Remote functions: provide spec-driven response contracts and mandatory guards #14612
Description
Describe the problem
Teams that rely on assurances when shipping secure applications look to integration and contract testing, and ideally defining schemas that translate to routes (in the case of RESTful APIs) and request and response parsers. At the time of this writing, SvelteKit's Remote Functions do well to require a Standard Schema or an 'unchecked' declaration for methods that accept input parameters.
To guard these functions with logic that must run before these functions' execution (particularly authentication), the current recommendation is to either inline logic with a reusable function call or with repeated code, or to write a higher order function.

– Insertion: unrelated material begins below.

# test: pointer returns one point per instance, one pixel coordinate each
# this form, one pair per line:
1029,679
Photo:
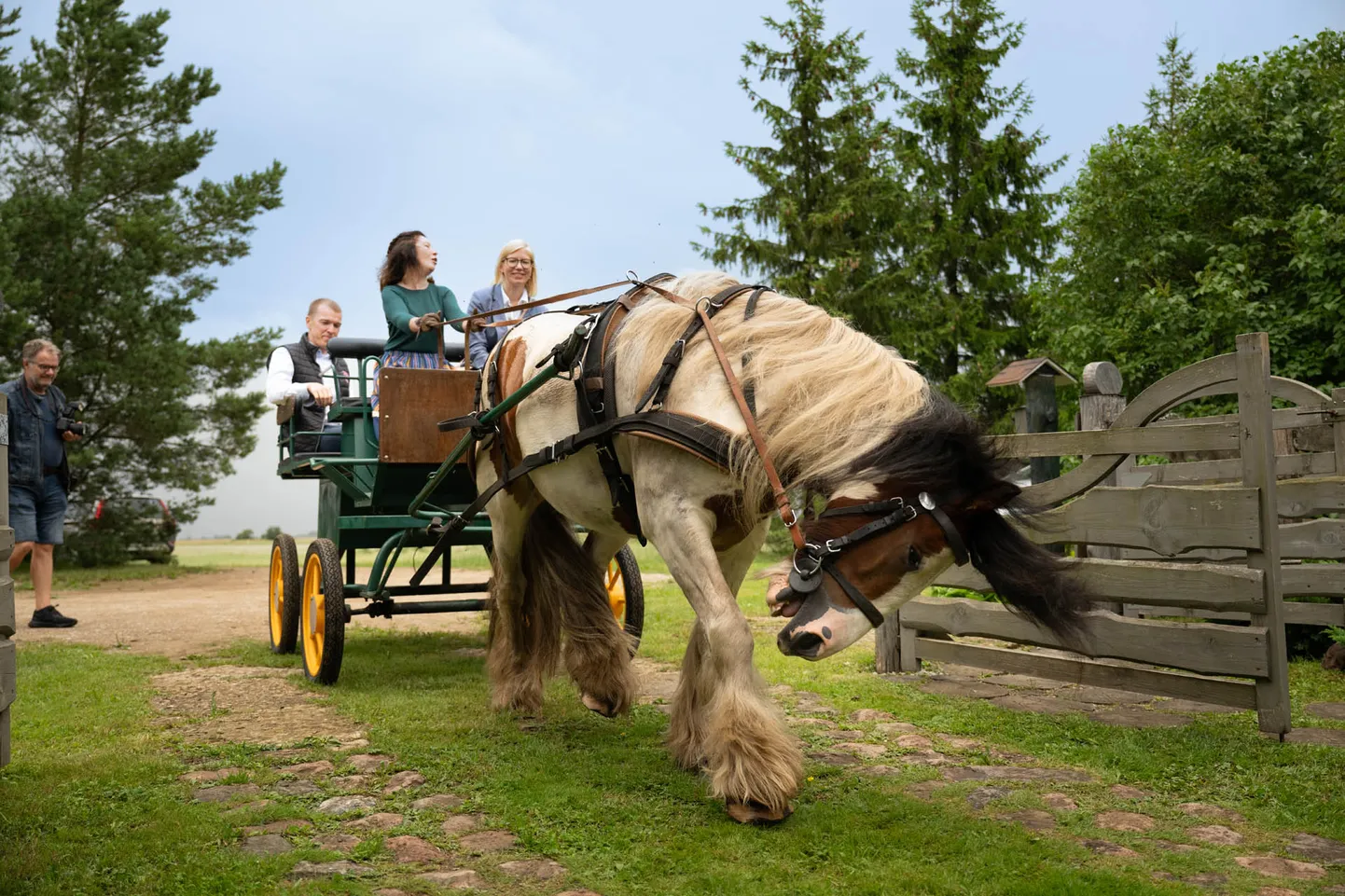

These are optional approaches that require teams to explicitly train or document as part of onboarding since there are no protections from neglect or errors at build time nor run time as new features are authored in a project.
Since function request parameters are currently able to be validated with a Standard Schema, the remaining missing pieces for full end-to-end contracts are:
- The ability to provide a schema declaration for response/output types that automatically parse away unexpected object keys.
- The ability to explicitly define function guards.
- Adding an opt-in configuration to require these new features.
Describe the proposed solution
I can imagine writing response schemas and guard methods to be an opt-in feature via a flag such as kit.remoteFunctions.protections = 'strict' | 'request-only' | 'request-and-response', and could take one of a few forms:
- As chained methods
import { itemSlug, itemBrief } from './schemas'
import { checkAuth } from '$lib/hooks.server'
import { query } from '$app/server'
export const getItem = query(itemSlug, async (slug) => {
// ...
})
.guard([checkAuth]) // error thrown if no `guard` defined
.validateResponse(itemBrief) // error thrown if no schema provided for responseIn all cases, 'unchecked' can be passed to forego checks, but are required to be passed in strict mode.
- .guard([checkAuth])
+ .guard('unchecked')- As additional parameters
import { itemSlug, itemBrief } from './schemas'
import { checkAuth } from '$lib/hooks.server'
import { query } from '$app/server'
export const getItem = query(itemSlug, async (slug) => {
// ...
}, {
guard: [checkAuth], // throw error if not provided
validateResponse(itemBrief), // throw error if not provided
// other potential hooks or options
})- As new functions or altered parameters
import { itemSlug, itemBrief } from './schemas'
import { checkAuth } from '$lib/hooks.server'
import { advancedQuery } from '$app/server'
export const getItem = advancedQuery({
preHandler: [checkAuth],
handler: async function (slug) { /* ... */ },
requestSchema: itemSlug,
responseSchema: itemBrief
})Things I'm uncertain about:
- How these suggestions would impact single-flight mutations or batching.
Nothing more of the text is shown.